All three stories are following the same mystery from different angles, giving us, the viewer, a complete picture.  A roundabout, if you will, where we can see the same event from every angle and every lens.

The interesting stuff is going to happen (for those of us with a yen for the visual design and thought processes) as these stories collide.  We had our first taste of it here at the end of Season One, where we see our Noir Detective meet up with the Plucky Space Crew.  It’s almost a shock to see those different presumptions, those different visual canons come together.  The same room with the Plucky Space Crew getting shot at takes on an ENTIRELY different light once our Detective shows up, our Detective looks out of place, a Noir character dropped into a blaster-fight in a brightly lit space. Once they ascend the stairs, we have a shift again, we move all the characters over into the Noir where our Detective looks entirely in his own element as they find the room where the person they have been searching for is holed up.

The visual language is just going to get more complex, and I am hugely interested to see if they continue this trend of casting the environments into a different light depending on which character is the lead in any given bit of the story.  I’m hoping they don’t end up with a homogenized look at the end of the day, but seeing it here, in the first season, suggests that the visual designers and directors are telling us this story on many levels, not just with the words and actions of the actors.

 

The Art of the Eye in Limitless

Title image for LIMITLESS, the TV Show.

Is anybody else geeking out about the visual direction in Limitless?

I mean, every show every movie has its own visual storytelling techniques. Ways and methods of manipulating viewer emotions, foreshadowing, context-setting etc. It’s a known part of the art of visual storytelling, and every production team has their own distinct style.

Of the shows that are currently on the air, however, Limitless has the clearest vocabulary. You can turn the sound off and read the show like you might read the pages of a comic book. You don’t need the words, the changes in luminosity, contrast, color saturation all of these serve the story at all times, and they tell the story so clearly sometimes that the actors don’t need to say a word.

You’ve noticed, I presume, that when our main character, Brian, takes the drug that allows him to be smarter than everybody else (NZT), The entire world gets slightly more saturated. In the occasional shot where they overdo it, Brian looks like a bit like he’s glowing.

They counter this with the rare occasions where Brian is not taking NZT. Everything looks like you would expect human saturation wise, but Brian has a penchant for oversize, ugly, comfortable sweaters and the occasional hoodie thrown in for good measure.
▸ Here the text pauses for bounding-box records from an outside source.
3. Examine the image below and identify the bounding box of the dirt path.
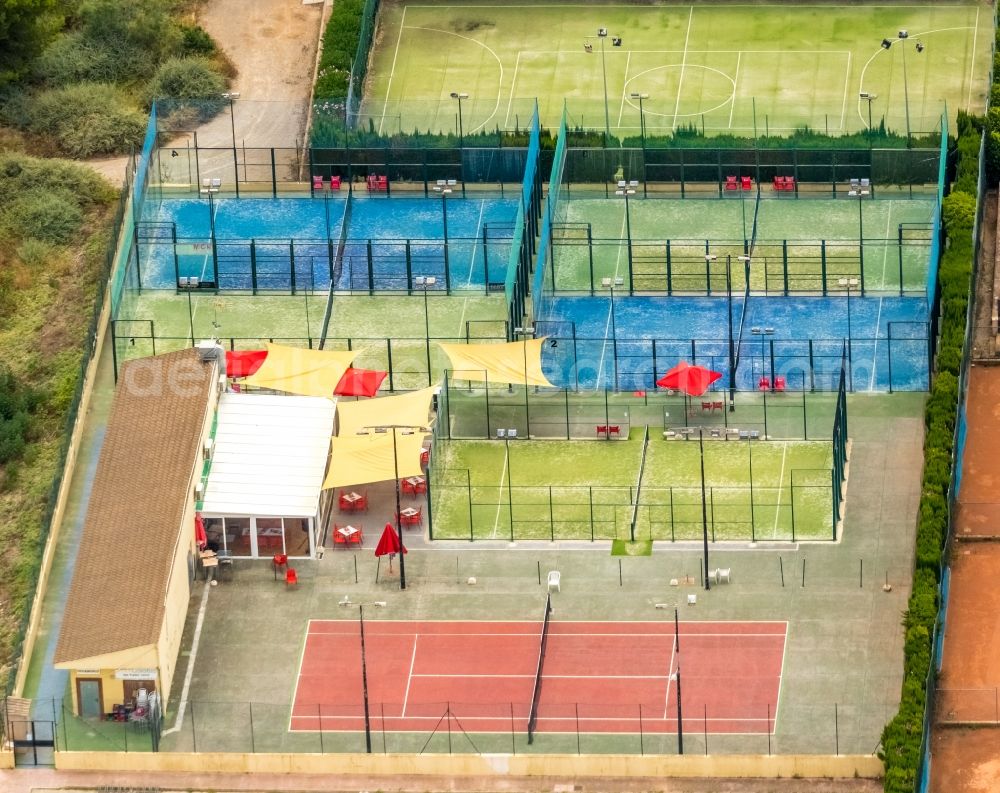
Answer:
[0,769,882,793]
[85,0,330,186]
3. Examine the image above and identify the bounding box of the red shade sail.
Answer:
[226,350,267,377]
[194,512,208,549]
[333,367,389,397]
[656,361,722,396]
[375,523,406,556]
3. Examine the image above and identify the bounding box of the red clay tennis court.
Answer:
[290,620,787,735]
Because the “every-man” always wears a hoodie these days.

On the super-negative side (also rare), rather than making the scene go gray, or dimming the lights, when Brian is having a bad emotional reaction, whether it be to his actions on the show or whether it be to negative side effects of NZT, they hype the contrast. Everything in the scene develops a hard edge because the difference between the darks and the lights has been heightened to an almost uncomfortable degree.  Couple this with some handheld camera work and you have scenes that are visually painful to watch.

Usually this type of lighting language is handled in a much more obvious fashion. Characters having a bad day, they have him sitting in the dark. If your characters having a good day, the sky is blue and there’s not a cloud to be seen. This is the first time I have seen them overtly manipulating things like saturation and contrast in the service of a small-screen story. Adjusting contrast, saturation or hue after-the-fact is a garden-variety post processing effect. Almost every show or movie out there does to some degree, but most of the time it’s done to correct issues that could not be worked around any other way, like having to film on a cloudy day or tweaking the lighting so that a scene shot in the sunset looks like it’s been shot at sunrise.

It’s delightful to see this kind of aggressive visual direction showing up on the small screen. It goes along way towards adding polish and sophistication to an already excellent cast and script.